In an effort to save time and narrow the playing field, more often than not, companies are conducting one or more phone interviews before bringing candidates in for an in-person meeting.
During in-person interviews you are sitting in front of someone; you have an opportunity to engage them – let your personality shine through. Your body language, smile, and ability to connect on a personal level can give you the upper hand; what about an interview over the phone?
The interviewer can’t see you – there’s no opportunity to gauge body language or make the same kind of connection. Despite the limitations associated with a phone screen, when coaching my clients on interview strategies, I teach them to make a powerful impression – powerful enough to get the real deal – an invite to the office.
- Contact Information: Make sure the phone numbers referenced on your résumé and cover letter are accurate and reflect a way to reach you during business hours.
TIP: Don’t answer calls that are unexpected where you are not in a position to have a confidential and undisturbed conversation. Let it go to voicemail until you can properly respond.
- Double Check Your Voice Message: Have you ever called someone and heard young children on an answering machine? Cute, but not so professional when looking for a job. How about that music? If the interviewer likes Metallica, it could be great depending on how long he/she has to listen.
TIP: Create a polite and professional message on your home and cell phone.
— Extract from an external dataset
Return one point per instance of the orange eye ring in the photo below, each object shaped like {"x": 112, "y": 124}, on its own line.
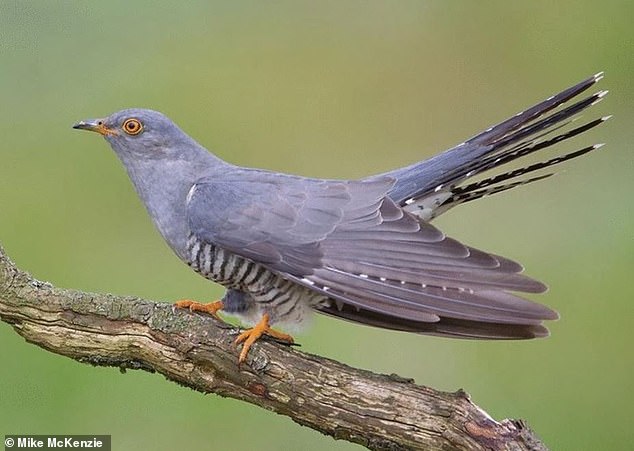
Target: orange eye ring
{"x": 132, "y": 126}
- Prep for the Interview Call: Use a reliable land line with good sound quality. Have your résumé in front of you and a glass of water. You wouldn’t want to start coughing uncontrollably in the middle of the interview. Make sure there are no distractions.
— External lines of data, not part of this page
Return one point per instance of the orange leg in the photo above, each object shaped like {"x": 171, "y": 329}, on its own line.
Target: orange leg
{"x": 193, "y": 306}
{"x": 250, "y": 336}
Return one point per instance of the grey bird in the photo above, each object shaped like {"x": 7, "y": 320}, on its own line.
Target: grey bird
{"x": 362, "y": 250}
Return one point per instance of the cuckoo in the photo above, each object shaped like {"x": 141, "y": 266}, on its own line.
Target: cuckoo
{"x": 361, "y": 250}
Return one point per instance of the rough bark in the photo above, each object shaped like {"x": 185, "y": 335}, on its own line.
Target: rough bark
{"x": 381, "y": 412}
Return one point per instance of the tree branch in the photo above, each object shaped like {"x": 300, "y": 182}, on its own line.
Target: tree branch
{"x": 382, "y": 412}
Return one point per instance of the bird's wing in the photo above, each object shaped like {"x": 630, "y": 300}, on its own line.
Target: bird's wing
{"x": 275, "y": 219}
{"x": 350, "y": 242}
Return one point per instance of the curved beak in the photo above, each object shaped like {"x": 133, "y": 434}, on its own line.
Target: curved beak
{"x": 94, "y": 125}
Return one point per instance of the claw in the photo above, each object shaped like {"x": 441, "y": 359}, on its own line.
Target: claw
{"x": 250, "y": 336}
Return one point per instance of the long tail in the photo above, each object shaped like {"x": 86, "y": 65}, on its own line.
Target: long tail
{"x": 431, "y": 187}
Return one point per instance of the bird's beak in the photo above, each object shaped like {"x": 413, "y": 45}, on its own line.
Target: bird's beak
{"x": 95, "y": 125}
TIP: Your full attention is needed to establish rapport. Maintain a relaxed and confident manner. Remember, you are selling your skills and accomplishments during this call.
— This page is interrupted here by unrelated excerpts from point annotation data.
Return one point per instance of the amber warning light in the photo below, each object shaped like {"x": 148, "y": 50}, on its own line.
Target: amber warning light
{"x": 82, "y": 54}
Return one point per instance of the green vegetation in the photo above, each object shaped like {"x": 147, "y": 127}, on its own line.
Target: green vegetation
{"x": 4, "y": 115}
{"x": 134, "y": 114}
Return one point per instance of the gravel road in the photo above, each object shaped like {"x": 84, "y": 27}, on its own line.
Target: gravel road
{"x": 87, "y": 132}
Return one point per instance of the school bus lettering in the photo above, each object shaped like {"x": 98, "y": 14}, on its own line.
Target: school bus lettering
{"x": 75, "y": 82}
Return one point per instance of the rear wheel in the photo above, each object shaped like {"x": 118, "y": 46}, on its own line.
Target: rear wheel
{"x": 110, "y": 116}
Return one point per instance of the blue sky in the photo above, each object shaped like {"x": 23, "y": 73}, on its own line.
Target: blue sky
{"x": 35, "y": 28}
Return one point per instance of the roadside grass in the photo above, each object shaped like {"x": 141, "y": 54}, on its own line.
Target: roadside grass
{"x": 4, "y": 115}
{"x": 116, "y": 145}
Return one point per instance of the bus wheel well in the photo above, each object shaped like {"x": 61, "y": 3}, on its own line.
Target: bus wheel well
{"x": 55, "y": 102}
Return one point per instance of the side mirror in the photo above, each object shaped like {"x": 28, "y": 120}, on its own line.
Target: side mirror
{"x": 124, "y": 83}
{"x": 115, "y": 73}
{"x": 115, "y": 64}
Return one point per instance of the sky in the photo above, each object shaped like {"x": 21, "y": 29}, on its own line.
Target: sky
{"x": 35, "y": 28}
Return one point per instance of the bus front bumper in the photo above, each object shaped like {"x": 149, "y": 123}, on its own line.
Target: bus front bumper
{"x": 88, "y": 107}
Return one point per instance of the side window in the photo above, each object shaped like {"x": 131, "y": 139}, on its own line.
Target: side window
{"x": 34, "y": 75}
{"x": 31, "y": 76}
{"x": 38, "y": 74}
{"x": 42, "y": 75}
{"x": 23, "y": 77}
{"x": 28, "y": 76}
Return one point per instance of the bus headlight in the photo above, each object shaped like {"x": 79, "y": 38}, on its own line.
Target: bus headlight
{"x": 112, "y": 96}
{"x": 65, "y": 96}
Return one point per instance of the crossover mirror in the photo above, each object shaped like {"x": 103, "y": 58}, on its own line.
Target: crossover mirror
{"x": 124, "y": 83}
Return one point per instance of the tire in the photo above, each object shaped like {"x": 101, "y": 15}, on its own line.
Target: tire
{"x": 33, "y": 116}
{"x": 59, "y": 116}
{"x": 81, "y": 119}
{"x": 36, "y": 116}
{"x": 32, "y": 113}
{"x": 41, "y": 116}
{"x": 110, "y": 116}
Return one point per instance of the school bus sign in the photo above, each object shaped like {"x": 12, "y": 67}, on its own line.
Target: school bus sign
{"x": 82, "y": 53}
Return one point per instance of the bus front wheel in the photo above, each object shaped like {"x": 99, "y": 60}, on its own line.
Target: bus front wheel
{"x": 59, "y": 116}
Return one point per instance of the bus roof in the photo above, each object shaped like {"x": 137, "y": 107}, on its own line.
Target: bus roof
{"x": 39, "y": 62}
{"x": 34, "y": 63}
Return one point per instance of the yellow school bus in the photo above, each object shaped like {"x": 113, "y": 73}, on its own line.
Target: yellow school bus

- Follow Up: Here is your opportunity to ‘win the holiday turkey’. You have not yet made it to the in-person interview. Thank the person for his or her time and reiterate some of the key points that would make you a unique and valuable addition to the team. Close the call by expressing your interest in continuing the process. Ask about timing for next steps.
TIP: Send a hand-written thank you note via snail mail (US Mail) to help you stand out from the crowd. Sending an email is also advisable; you are striking while the iron is hot.
Just because you are home with your fuzzy slippers and coffee mug, it is not a reason to slack off when it comes to the phone interview. Ultimately you need to treat this just as you would an in-person interview. Let your professional skills and personality shine through to get you that face-to-face meeting.